O governo brasileiro elevou o tom na disputa comercial com Washington. Em 29 de agosto de 2025, o presidente Luiz Inácio Lula da Silva autorizou o Itamaraty a abrir o processo de aplicação da Lei de Reciprocidade Econômica contra os Estados Unidos, reação direta ao aumento de tarifas determinado pelo presidente norte-americano Donald Trump.
Desde 6 de agosto, um imposto de 50% incide sobre diversos produtos brasileiros. O “tarifaço” fez a tarifa média cobrada pelos EUA saltar de 1,3% no fim de 2024 para 30,9%, segundo o BTG Pactual. Apesar de quase 700 exceções, cálculos da Amcham Brasil indicam que 55,6% das exportações do país estão cobertas pela medida.
Trump justificou a elevação alegando ameaças à segurança econômica e nacional dos EUA, citando supostos abusos de autoridade do ministro do STF Alexandre de Moraes e perseguição ao ex-presidente Jair Bolsonaro.
O que prevê a Lei de Reciprocidade
Sancionada em abril e regulamentada em julho, a lei permite ao Brasil suspender concessões comerciais, investimentos e obrigações de propriedade intelectual sempre que ações unilaterais de outro país prejudiquem a competitividade nacional. O procedimento completo pode durar até 210 dias, mas prazos podem ser encurtados diante da urgência.
Principais etapas:
- Submissão à Camex: o Itamaraty envia o pedido; a Câmara de Comércio Exterior tem 30 dias para verificar se as medidas americanas se enquadram na legislação.

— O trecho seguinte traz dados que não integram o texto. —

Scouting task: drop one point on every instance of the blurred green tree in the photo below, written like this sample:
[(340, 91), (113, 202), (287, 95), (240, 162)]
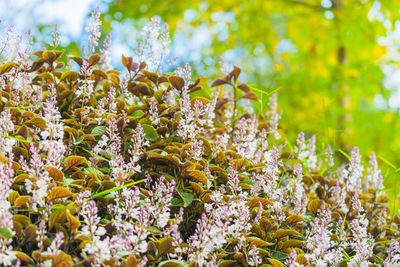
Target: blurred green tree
[(323, 55)]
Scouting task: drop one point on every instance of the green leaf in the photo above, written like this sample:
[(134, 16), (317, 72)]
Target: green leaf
[(344, 153), (176, 202), (78, 140), (137, 113), (5, 232), (186, 197), (150, 132), (98, 130)]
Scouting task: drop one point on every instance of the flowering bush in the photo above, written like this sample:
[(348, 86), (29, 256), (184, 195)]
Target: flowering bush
[(101, 168)]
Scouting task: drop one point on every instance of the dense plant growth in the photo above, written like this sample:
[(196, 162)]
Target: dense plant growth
[(101, 168)]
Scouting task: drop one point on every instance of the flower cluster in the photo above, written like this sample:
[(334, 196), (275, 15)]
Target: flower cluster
[(99, 168)]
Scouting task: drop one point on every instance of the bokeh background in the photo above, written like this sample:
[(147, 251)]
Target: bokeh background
[(335, 63)]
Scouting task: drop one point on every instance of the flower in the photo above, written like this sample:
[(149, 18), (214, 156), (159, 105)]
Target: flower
[(93, 29)]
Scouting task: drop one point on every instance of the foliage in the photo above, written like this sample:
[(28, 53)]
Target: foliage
[(323, 55), (108, 169)]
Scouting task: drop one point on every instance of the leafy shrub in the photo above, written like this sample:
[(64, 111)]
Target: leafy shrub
[(103, 169)]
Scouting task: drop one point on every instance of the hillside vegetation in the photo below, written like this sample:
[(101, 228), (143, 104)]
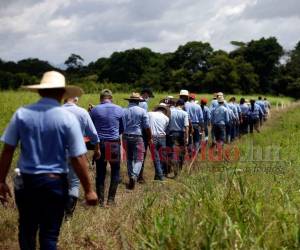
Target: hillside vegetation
[(252, 204)]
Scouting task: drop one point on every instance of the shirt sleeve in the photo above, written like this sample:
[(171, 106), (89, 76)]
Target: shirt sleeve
[(145, 122), (11, 135), (121, 121), (208, 115), (200, 115), (90, 130), (227, 119), (75, 141), (186, 119)]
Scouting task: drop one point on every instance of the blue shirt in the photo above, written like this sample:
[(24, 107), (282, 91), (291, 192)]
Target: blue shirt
[(179, 120), (256, 112), (206, 114), (194, 111), (220, 115), (234, 109), (46, 131), (262, 106), (136, 119), (144, 105), (109, 120), (214, 104), (244, 109), (87, 127)]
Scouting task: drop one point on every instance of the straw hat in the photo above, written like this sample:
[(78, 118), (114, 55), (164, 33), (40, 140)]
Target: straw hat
[(135, 97), (165, 108), (221, 99), (55, 80), (184, 92)]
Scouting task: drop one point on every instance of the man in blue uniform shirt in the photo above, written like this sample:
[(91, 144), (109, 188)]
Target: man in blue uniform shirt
[(48, 134), (219, 120), (146, 94), (88, 130), (196, 118), (136, 120), (178, 135), (109, 122)]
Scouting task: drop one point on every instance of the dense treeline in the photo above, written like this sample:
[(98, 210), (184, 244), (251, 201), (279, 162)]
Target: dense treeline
[(259, 66)]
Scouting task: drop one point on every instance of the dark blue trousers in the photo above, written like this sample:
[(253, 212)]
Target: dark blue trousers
[(41, 203)]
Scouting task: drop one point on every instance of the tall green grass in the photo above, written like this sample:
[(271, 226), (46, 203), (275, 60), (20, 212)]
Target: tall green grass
[(222, 205), (239, 206)]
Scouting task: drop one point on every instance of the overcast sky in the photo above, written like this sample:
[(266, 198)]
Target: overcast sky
[(53, 29)]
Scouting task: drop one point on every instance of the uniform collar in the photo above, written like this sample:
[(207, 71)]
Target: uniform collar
[(106, 101), (49, 101), (132, 105), (69, 104)]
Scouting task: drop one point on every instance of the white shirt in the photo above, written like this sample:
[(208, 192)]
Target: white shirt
[(158, 123)]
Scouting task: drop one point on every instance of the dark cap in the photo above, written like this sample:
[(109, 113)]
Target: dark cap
[(148, 91), (180, 102), (106, 92)]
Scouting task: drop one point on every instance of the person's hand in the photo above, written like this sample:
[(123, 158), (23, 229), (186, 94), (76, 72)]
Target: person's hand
[(91, 198), (97, 155), (150, 142), (91, 106), (5, 193)]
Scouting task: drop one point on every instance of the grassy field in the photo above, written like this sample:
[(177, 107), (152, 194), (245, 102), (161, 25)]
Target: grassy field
[(249, 204)]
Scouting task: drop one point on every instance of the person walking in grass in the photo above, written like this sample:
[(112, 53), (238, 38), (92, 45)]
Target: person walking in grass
[(206, 118), (159, 121), (136, 120), (196, 118), (48, 135), (219, 120), (178, 135), (262, 106), (109, 121), (146, 94), (88, 130), (244, 124), (254, 113), (235, 118)]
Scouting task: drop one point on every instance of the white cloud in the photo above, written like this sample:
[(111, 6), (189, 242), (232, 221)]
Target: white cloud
[(52, 29)]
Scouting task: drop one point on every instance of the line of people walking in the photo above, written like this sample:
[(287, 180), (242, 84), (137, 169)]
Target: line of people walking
[(54, 142)]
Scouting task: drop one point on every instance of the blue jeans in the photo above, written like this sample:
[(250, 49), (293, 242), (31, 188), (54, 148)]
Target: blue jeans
[(135, 150), (145, 154), (41, 204), (219, 132), (74, 183), (110, 152), (178, 150), (158, 156), (195, 144)]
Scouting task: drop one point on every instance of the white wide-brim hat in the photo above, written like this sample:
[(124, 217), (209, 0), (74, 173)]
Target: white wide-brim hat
[(55, 80), (184, 92)]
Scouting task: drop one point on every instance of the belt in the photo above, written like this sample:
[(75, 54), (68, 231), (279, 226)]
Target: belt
[(128, 135), (50, 175), (171, 132), (159, 136)]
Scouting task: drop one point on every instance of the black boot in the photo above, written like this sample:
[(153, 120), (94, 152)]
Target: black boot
[(70, 206), (112, 193), (131, 184), (100, 193)]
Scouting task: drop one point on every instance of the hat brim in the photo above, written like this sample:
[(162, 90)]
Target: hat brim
[(70, 90), (166, 108), (134, 99)]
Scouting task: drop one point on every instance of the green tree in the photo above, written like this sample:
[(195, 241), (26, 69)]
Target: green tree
[(74, 62), (222, 75), (192, 56)]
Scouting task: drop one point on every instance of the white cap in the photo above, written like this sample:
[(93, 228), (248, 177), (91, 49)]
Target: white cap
[(184, 92), (221, 98)]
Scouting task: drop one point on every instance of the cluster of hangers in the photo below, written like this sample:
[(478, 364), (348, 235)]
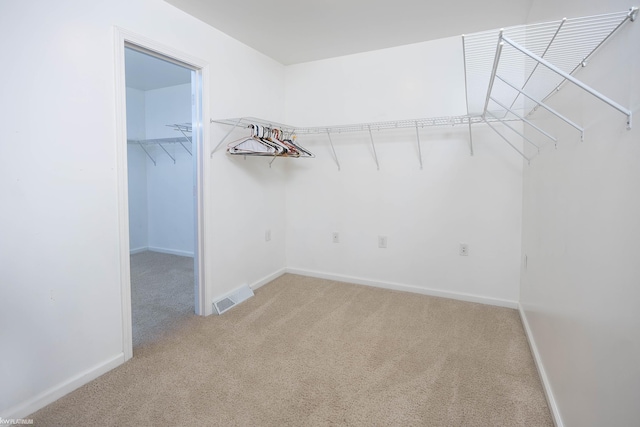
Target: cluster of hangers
[(267, 141)]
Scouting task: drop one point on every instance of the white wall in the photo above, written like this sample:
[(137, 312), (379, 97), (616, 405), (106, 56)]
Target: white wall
[(581, 288), (424, 213), (60, 251), (137, 172)]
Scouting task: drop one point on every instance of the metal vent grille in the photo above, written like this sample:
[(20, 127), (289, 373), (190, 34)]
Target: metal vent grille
[(232, 299), (224, 305)]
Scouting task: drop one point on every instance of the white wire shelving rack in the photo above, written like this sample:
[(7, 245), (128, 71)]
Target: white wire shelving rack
[(530, 63), (416, 124), (184, 140), (512, 72)]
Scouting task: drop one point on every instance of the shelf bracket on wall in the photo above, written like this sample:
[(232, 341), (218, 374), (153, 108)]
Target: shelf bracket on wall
[(335, 156), (570, 78), (494, 70), (514, 130), (508, 142), (146, 152), (170, 156), (546, 107), (419, 149), (524, 120), (470, 140), (226, 136), (466, 95), (375, 155)]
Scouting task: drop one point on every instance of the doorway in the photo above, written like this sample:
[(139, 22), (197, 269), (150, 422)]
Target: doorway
[(161, 174), (161, 198)]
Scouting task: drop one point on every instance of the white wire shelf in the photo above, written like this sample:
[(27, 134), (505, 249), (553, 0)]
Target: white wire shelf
[(183, 128), (567, 43), (244, 122), (509, 73)]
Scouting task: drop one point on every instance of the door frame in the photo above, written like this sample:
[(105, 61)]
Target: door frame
[(200, 135)]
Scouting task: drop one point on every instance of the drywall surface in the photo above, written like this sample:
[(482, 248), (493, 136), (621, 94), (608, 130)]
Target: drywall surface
[(424, 213), (60, 248), (581, 286), (137, 176), (170, 185)]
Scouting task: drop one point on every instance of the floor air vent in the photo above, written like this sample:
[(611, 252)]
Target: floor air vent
[(232, 299)]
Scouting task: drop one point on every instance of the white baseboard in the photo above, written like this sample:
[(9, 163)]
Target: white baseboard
[(407, 288), (54, 393), (551, 401), (170, 251), (267, 279)]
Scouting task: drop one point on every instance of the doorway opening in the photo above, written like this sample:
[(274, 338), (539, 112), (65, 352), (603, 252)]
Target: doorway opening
[(161, 177)]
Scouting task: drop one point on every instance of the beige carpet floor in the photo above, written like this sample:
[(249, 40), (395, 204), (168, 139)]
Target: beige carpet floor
[(306, 352), (162, 294)]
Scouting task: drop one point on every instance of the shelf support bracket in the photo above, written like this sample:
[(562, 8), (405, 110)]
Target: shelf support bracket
[(509, 110), (226, 136), (514, 130), (147, 153), (508, 142), (494, 70), (546, 107), (187, 138), (165, 150), (570, 78), (335, 156), (470, 139), (375, 155), (419, 149)]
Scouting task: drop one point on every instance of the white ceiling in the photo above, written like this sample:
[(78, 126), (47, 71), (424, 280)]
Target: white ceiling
[(146, 72), (294, 31)]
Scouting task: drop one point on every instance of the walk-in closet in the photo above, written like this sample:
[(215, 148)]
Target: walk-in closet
[(308, 213), (161, 195)]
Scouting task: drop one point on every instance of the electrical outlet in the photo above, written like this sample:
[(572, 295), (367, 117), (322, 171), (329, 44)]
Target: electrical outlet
[(464, 249)]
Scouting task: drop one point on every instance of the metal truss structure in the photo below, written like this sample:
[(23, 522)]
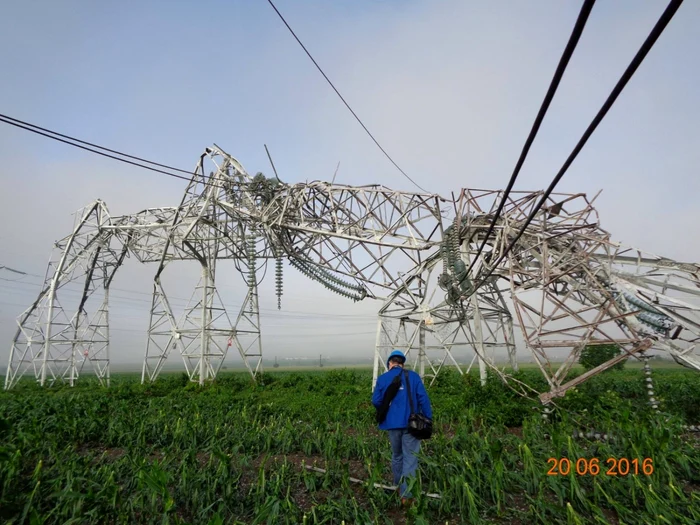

- Notificação a Washington: o governo brasileiro comunica oficialmente o início do processo.
- Grupo interministerial: se houver enquadramento, representantes de vários ministérios discutem possíveis contramedidas, que podem incluir restrições a importações, suspensão de concessões e de direitos de propriedade intelectual.
- Consulta pública: a proposta preliminar fica aberta por até 30 dias para manifestações de partes interessadas.
- Decisão final: o Conselho Estratégico da Camex delibera em até 60 dias, prorrogáveis por igual período.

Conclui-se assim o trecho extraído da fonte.